Embora os termos completos do acordo ainda não tenham sido divulgados, o secretário municipal de Educação, Thiago Dantas, confirmou que será garantido o pagamento do piso nacional do magistério, no valor de R$ 4.867,77.
Com o fim da greve, a expectativa é de que as aulas nas 415 escolas municipais da capital sejam retomadas já na próxima semana. A rede atende atualmente cerca de 131 mil alunos.
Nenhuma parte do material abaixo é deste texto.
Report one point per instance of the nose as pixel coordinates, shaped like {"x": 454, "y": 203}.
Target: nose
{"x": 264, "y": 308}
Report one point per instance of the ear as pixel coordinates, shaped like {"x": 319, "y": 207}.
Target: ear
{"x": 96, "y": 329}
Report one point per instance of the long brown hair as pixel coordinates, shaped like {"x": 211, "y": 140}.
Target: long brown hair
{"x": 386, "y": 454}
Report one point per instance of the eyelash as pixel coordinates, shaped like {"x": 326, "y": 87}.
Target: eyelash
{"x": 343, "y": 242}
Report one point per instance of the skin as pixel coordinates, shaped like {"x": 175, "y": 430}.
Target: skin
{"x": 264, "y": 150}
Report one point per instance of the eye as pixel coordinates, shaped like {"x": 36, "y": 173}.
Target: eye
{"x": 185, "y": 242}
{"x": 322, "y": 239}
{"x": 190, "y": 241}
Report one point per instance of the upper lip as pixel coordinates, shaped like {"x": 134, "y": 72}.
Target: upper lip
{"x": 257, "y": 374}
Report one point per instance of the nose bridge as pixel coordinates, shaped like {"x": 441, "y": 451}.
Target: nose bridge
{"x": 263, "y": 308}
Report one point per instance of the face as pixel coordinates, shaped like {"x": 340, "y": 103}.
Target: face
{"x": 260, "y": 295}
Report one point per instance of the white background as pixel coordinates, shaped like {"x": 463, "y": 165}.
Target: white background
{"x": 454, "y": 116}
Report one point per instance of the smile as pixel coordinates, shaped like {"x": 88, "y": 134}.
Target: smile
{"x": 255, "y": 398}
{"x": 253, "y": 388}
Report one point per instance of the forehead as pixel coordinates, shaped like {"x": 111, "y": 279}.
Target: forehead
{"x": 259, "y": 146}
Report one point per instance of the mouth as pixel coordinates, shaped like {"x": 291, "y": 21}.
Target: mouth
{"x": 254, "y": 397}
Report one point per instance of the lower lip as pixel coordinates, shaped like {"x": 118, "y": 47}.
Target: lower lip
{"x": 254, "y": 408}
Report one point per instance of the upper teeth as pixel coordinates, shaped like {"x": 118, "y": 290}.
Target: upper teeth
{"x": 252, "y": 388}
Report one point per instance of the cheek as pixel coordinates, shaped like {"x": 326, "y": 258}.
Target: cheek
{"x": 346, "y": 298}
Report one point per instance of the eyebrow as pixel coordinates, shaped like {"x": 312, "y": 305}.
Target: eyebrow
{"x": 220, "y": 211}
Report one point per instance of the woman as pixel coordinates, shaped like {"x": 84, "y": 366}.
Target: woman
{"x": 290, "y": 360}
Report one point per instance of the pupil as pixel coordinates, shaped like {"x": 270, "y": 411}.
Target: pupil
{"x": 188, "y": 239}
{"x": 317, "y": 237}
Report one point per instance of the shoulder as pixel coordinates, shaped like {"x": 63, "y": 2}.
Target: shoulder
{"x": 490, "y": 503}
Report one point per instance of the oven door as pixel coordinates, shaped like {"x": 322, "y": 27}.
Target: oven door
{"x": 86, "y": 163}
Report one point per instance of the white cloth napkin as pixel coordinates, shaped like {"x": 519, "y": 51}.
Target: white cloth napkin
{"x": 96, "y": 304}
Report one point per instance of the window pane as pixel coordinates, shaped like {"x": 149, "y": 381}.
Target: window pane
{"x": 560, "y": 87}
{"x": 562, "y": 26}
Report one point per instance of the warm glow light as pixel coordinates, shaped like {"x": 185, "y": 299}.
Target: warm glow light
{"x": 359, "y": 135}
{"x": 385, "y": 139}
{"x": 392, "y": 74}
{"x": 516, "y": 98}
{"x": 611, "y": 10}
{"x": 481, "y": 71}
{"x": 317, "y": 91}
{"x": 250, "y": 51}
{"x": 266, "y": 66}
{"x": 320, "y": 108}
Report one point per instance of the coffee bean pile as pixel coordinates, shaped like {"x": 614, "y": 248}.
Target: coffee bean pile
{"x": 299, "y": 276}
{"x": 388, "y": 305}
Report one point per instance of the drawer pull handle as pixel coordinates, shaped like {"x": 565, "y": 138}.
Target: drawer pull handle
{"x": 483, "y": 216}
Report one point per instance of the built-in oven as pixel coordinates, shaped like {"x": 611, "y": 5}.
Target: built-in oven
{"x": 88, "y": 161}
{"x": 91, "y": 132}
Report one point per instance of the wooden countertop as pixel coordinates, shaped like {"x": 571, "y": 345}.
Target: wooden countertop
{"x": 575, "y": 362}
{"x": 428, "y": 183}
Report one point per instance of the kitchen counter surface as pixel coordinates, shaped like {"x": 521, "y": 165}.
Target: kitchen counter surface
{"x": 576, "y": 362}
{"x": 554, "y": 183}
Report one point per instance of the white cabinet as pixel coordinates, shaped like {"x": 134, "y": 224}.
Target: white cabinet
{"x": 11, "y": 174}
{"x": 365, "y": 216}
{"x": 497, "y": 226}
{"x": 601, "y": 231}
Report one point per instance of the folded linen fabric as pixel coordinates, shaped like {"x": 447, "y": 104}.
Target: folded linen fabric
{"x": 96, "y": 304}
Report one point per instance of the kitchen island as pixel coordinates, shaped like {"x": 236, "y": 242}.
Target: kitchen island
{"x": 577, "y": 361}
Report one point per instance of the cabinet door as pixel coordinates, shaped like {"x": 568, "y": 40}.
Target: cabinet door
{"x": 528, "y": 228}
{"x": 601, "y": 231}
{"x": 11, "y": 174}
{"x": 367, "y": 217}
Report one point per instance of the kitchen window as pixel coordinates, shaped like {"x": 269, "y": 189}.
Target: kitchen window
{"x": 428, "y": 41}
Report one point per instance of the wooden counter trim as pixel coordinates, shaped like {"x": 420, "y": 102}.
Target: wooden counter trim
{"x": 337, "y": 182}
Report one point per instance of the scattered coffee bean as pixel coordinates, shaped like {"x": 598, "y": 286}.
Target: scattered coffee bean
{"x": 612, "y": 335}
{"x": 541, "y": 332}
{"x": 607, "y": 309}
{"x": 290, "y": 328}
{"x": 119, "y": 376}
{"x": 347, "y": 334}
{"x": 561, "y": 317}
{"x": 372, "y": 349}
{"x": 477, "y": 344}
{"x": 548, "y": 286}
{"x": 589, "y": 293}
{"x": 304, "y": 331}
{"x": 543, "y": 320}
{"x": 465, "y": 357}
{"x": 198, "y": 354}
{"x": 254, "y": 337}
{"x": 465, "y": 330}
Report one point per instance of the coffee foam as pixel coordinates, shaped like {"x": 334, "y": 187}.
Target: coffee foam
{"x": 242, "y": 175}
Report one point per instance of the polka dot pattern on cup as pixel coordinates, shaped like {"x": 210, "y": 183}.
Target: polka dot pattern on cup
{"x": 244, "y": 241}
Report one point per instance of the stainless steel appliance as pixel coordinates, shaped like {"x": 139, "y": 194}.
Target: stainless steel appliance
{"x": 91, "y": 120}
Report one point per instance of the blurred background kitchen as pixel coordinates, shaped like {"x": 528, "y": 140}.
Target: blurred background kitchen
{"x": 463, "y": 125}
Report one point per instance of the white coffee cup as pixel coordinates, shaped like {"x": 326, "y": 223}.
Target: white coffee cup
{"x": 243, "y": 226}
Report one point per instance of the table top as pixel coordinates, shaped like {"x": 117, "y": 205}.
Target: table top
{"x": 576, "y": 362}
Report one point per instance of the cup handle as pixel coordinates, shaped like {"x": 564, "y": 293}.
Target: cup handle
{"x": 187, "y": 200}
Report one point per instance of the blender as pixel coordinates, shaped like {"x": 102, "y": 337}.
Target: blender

Para compensar o período de mais de dois meses sem atividades, o calendário letivo será ajustado e poderá se estender até janeiro de 2026. O novo cronograma será definido nos próximos dias.
Apesar do encerramento formal da paralisação, a categoria decidiu manter o estado de greve, como forma de pressão por outras demandas ainda não atendidas. “A luta continua por mais avanços”, afirmou Rui Oliveira, presidente da APLB.
Na véspera da decisão, o Ministério Público da Bahia (MP-BA) havia dado 24 horas para que os gestores das 35 escolas que ainda permaneciam fechadas providenciassem a reabertura das unidades. Antes disso, o Tribunal de Justiça da Bahia (TJ-BA) havia imposto multa diária de R$ 30 mil e determinado o bloqueio de bens do presidente da APLB por descumprimento das decisões judiciais que exigiam o fim da greve.